Ambien, Lunesta, and Sonata Receive FDA Black Box Warnings About Potentially Fatal Side Effects
The FDA’s decision was motivated by its recent review of 66 case reports about strange behaviors linked to these drugs. Accidental overdoses, falls, burns, near-drowning, extreme temperature exposures leading to loss of limb, self-inflicted gunshot wounds and suicide attempts were among the 46 non-fatal injuries; 20 deaths occurred due to carbon monoxide poisoning, drowning, falls, hypothermia, car crashes and suicide.There have also been anecdotal reports of people killing others while under the influence of these drugs (specifically Ambien).
These incidents can occur after the first dose of these sleep medicines or after a longer period of treatment, and can occur in patients without any history of these behaviors and even at the lowest recommended doses. Patients usually did not remember these behaviors, and they can occur after taking these medicines with or without alcohol or other central nervous system depressants that may be sedating such as tranquilizers, opioids, and anti-anxiety medicines.

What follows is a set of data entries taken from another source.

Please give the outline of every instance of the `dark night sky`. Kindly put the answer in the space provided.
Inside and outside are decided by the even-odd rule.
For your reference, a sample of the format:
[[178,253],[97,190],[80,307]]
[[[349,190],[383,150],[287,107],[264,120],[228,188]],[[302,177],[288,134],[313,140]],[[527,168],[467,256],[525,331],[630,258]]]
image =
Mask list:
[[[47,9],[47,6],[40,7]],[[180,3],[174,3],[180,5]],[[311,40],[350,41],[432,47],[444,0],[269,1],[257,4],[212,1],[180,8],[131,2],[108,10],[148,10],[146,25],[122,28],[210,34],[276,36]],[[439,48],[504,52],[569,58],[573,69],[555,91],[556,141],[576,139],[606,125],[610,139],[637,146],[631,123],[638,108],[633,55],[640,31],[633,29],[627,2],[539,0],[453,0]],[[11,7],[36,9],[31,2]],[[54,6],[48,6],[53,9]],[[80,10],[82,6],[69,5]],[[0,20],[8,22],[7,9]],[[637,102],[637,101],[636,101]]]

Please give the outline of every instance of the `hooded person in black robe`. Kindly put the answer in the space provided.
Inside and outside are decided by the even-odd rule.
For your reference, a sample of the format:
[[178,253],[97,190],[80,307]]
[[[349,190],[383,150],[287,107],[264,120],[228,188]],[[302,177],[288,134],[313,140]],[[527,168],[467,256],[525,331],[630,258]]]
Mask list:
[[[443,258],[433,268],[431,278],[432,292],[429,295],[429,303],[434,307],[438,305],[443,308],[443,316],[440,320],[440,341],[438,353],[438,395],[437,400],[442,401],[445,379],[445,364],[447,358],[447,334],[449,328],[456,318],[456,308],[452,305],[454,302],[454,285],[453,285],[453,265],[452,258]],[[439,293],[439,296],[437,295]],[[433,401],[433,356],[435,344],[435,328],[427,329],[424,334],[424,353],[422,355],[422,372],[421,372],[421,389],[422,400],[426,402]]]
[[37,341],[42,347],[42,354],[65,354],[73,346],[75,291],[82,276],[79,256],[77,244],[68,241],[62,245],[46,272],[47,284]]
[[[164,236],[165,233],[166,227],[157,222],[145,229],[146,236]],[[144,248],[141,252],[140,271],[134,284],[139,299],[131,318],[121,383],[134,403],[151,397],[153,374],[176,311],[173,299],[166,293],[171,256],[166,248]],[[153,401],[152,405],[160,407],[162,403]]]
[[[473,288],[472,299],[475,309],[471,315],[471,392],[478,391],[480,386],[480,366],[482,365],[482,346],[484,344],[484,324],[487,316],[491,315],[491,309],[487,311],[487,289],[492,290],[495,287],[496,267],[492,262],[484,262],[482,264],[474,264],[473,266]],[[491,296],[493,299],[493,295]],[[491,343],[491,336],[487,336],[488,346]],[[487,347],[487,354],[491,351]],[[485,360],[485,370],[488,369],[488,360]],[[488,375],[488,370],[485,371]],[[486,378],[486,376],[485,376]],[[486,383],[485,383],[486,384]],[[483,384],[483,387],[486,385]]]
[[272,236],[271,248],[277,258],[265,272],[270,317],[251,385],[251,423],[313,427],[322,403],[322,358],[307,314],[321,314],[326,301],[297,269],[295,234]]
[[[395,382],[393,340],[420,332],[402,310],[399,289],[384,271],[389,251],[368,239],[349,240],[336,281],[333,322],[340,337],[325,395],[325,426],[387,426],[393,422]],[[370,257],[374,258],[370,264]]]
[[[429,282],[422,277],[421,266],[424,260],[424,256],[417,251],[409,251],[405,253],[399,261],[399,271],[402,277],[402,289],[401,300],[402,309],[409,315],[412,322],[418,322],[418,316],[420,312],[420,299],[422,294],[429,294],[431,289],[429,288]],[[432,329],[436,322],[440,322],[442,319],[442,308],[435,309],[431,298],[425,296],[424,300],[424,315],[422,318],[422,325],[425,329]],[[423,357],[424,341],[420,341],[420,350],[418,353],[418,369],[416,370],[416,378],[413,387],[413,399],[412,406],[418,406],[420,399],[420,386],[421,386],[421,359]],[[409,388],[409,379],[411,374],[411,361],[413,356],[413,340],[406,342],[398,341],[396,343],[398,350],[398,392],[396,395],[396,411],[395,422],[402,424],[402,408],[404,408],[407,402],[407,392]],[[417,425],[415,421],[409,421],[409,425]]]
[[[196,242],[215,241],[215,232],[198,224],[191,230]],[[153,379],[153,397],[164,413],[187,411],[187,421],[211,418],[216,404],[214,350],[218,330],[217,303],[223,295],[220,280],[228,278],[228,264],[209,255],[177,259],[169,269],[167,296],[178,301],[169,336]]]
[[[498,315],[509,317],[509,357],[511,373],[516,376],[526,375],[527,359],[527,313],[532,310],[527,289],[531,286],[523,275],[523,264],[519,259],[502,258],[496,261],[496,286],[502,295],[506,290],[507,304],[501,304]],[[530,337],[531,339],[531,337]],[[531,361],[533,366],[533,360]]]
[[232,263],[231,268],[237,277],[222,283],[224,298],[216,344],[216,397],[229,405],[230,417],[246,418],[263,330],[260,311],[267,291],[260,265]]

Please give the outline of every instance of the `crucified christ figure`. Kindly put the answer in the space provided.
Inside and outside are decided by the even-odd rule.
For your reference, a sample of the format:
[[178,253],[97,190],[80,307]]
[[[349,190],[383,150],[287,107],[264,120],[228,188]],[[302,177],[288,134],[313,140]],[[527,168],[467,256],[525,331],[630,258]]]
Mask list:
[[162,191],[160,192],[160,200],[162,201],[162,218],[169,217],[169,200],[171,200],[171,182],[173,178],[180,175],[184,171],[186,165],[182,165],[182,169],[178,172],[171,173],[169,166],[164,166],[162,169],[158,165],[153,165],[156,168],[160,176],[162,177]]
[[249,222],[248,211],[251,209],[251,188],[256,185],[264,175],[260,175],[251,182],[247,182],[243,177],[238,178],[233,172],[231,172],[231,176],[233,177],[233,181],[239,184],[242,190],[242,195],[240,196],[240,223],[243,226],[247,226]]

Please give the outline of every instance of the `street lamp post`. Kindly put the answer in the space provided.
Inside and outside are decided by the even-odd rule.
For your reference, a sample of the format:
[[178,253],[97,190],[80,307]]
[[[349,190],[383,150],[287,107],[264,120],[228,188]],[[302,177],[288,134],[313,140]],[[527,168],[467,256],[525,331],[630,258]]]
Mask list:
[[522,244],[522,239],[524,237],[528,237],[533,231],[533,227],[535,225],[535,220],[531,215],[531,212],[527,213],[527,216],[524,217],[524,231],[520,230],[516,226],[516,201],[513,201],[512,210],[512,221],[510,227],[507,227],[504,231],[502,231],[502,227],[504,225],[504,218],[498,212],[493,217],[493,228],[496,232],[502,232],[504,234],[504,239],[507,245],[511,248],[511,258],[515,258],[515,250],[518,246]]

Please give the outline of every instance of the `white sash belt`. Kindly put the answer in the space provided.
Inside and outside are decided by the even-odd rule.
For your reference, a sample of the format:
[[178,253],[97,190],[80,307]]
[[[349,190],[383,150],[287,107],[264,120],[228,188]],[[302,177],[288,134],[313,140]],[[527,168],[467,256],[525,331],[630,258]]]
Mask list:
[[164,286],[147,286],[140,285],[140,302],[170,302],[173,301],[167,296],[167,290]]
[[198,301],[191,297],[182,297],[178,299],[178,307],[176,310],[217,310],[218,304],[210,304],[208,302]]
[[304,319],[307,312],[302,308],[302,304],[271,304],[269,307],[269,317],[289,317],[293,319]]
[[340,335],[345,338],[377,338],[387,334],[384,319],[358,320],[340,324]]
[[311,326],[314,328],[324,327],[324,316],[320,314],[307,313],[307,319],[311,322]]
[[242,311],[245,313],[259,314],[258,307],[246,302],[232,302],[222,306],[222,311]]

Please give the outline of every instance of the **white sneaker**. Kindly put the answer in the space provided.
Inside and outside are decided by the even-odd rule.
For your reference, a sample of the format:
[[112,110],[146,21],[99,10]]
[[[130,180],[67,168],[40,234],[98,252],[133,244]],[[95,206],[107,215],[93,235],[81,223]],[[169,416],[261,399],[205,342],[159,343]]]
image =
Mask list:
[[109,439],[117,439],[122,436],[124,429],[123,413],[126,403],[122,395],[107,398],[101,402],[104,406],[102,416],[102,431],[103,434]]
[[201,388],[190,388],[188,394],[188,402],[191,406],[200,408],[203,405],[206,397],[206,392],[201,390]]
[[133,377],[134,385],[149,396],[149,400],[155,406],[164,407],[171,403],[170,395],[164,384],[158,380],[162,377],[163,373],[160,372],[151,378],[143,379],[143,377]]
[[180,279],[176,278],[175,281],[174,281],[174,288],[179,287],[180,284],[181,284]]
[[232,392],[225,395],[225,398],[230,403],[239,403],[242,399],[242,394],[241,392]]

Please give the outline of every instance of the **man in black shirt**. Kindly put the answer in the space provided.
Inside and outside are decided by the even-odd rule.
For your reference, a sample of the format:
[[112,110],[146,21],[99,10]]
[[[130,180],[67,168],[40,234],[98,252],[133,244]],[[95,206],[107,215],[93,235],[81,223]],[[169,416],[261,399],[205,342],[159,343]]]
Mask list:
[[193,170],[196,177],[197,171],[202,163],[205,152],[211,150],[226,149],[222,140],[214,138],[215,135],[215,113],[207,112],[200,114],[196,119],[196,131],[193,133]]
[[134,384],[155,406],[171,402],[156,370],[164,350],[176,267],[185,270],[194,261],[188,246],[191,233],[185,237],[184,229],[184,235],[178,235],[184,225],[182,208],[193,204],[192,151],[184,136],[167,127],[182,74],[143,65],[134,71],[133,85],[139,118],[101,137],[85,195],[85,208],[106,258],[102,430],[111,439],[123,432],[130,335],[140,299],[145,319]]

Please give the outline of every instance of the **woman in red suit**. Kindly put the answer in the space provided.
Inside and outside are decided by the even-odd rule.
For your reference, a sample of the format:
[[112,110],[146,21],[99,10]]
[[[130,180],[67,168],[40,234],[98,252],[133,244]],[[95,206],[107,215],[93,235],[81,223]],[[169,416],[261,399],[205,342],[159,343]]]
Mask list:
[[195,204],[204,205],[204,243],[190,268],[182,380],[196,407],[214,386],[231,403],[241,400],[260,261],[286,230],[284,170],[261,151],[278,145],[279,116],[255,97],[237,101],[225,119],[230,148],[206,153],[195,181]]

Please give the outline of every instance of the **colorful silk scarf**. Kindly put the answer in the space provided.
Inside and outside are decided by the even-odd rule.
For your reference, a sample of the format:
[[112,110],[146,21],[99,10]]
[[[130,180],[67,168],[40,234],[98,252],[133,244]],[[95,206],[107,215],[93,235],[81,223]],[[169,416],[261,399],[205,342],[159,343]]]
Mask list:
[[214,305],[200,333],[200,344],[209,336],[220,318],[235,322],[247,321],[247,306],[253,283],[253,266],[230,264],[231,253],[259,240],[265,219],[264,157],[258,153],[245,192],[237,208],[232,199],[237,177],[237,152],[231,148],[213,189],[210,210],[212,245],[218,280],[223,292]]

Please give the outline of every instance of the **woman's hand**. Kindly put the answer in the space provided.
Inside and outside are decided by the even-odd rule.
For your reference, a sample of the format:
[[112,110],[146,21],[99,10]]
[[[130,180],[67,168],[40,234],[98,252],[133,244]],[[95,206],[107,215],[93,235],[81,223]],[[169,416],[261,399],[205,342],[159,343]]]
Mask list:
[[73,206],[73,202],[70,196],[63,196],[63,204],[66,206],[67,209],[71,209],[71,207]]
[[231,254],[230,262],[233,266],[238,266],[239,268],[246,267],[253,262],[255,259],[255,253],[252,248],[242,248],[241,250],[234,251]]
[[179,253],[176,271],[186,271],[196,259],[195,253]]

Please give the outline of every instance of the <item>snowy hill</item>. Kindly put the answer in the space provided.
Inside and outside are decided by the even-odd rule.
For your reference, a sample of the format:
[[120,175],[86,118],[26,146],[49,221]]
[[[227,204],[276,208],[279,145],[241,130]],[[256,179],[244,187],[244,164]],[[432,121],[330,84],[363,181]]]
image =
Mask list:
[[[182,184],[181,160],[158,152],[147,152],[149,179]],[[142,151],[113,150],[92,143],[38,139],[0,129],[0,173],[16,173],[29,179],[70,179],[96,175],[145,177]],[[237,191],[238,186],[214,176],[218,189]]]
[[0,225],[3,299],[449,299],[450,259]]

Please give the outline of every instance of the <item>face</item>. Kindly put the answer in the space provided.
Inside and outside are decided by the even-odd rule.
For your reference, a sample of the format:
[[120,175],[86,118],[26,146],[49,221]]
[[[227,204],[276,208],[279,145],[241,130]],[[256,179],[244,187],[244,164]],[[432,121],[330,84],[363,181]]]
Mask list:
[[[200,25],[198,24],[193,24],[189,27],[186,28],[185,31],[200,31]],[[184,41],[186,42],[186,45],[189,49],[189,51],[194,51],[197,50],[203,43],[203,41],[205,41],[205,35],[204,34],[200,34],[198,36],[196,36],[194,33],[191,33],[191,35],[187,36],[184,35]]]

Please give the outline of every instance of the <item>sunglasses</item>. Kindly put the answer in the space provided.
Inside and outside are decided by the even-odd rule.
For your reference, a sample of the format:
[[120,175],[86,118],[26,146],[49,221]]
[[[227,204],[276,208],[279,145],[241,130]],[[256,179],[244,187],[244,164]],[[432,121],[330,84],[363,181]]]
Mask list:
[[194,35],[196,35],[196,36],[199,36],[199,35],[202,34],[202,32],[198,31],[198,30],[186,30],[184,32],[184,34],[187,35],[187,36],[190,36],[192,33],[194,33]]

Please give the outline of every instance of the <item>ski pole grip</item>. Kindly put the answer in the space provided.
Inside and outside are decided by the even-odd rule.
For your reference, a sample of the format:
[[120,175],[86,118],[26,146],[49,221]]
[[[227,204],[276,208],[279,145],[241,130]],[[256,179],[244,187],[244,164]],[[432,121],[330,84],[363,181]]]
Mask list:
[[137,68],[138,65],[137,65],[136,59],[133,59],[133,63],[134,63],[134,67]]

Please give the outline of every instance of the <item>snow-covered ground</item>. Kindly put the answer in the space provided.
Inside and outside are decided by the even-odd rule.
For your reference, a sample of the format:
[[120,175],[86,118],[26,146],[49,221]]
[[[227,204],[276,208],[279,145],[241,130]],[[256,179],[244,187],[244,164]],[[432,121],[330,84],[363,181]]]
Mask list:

These 66 case reports only include reports submitted to FDA or those found in the medical literature. However, the majority of patients may never disclose these behaviors to their doctors or the FDA(in part because they do not remember the behaviors). And in the few cases in which patients do report these behaviors to their doctors, few doctors report the cases to the FDA or publish them in the medical literature. Therefore, the actual number of cases involving these potentially deadly behaviors is very likely to be dramatically more than 66 cases. The FDA is also reminding the public that all medicines taken for insomnia can impair driving and activities that require alertness the morning after use.